By late afternoon, pro-Kremlin daily Izvestia ran an opinion column on its website praising the Kremlin for stepping into the breach in the Middle East, blaming the chaos in the Middle East entirely on the West and quoting Putin on the West's Middle East policy: “Now do you understand the mess you’ve made?”
“Syria Looks With Hope To The Skies: Russian Planes Hit Terrorist Positions,” ran popular tabloid Komsomolskaya Pravda’s headline, accompanying a gritty report on the “antipropaganda” effort from a command center filled with tobacco smoke where officers disseminate pro-Damascus propaganda online from computer stations.
In seeking support for the air strikes, the Russian media did not have to rely solely on Russian sources.
On October 1, sensationalist news site LifeNews latched onto comments in which Republican U.S. presidential hopeful Donald Trump said he sided with “the group that says, 'If Russia wants to go and fight ISIS, you should let them.'”

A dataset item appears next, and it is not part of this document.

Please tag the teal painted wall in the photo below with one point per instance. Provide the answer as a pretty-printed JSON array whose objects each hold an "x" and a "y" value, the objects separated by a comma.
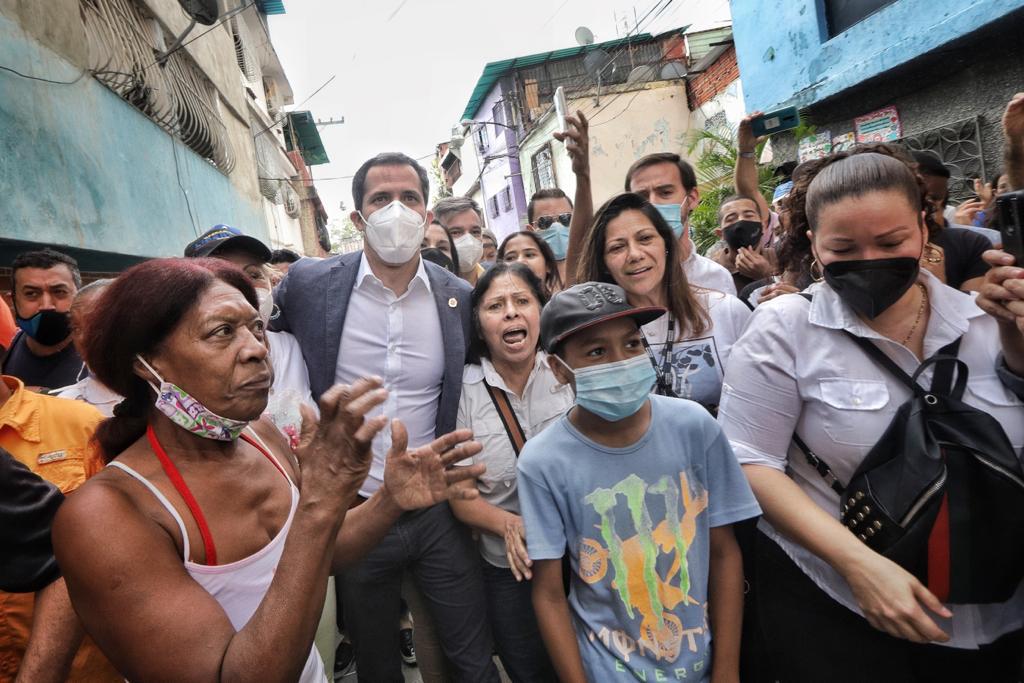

On the Solovyov show, Russian lawmaker Aleksei Aleksandrov told the country that “legal irreproachability” was a crucial aspects of the air strikes.
Aleksandrov said that Assad’s formal request of military support gave the action legitimacy -- a rationale that has been emphasized by the Kremlin and attacked by analysts such as Sam Greene, director of the Russian Institute at King’s College London.
“So, if [Ukrainian President Petro] Poroshenko asks Obama to bomb rebel positions in Donbas, that would be just fine with Putin, presumably,” Greene wrote on Twitter.
Satanovsky suggested that Russia is up against more than militants in Syria, portraying the United States and other countries as contract killers trying to take out Assad.
“We have a problem: They are being honest,” he said of Western nations that have called for Assad’s exit. “An honest killer must carry out the hit, even more so if it’s paid. There was an order to kill Assad. France, Australia, and United States tried their best to fulfill it. But then suddenly we showed up.”
At this point, Solovyov cut him off with a comment that won loud applause.
“We’re also honest,” he reassured Russians. “We say: ‘Nuh-uh, we won’t allow that to happen.”
For all the frenzied focus on Syria after the air strikes began, some outlets seemed to play down the story the following day -- suggesting, perhaps, that Russia’s big military foray in the Middle East is just part of a day’s work for Putin.
The top story on Izvestia’s website on October 1: Russia may impose a tax on picnickers grilling shashlyk, or shish kebab.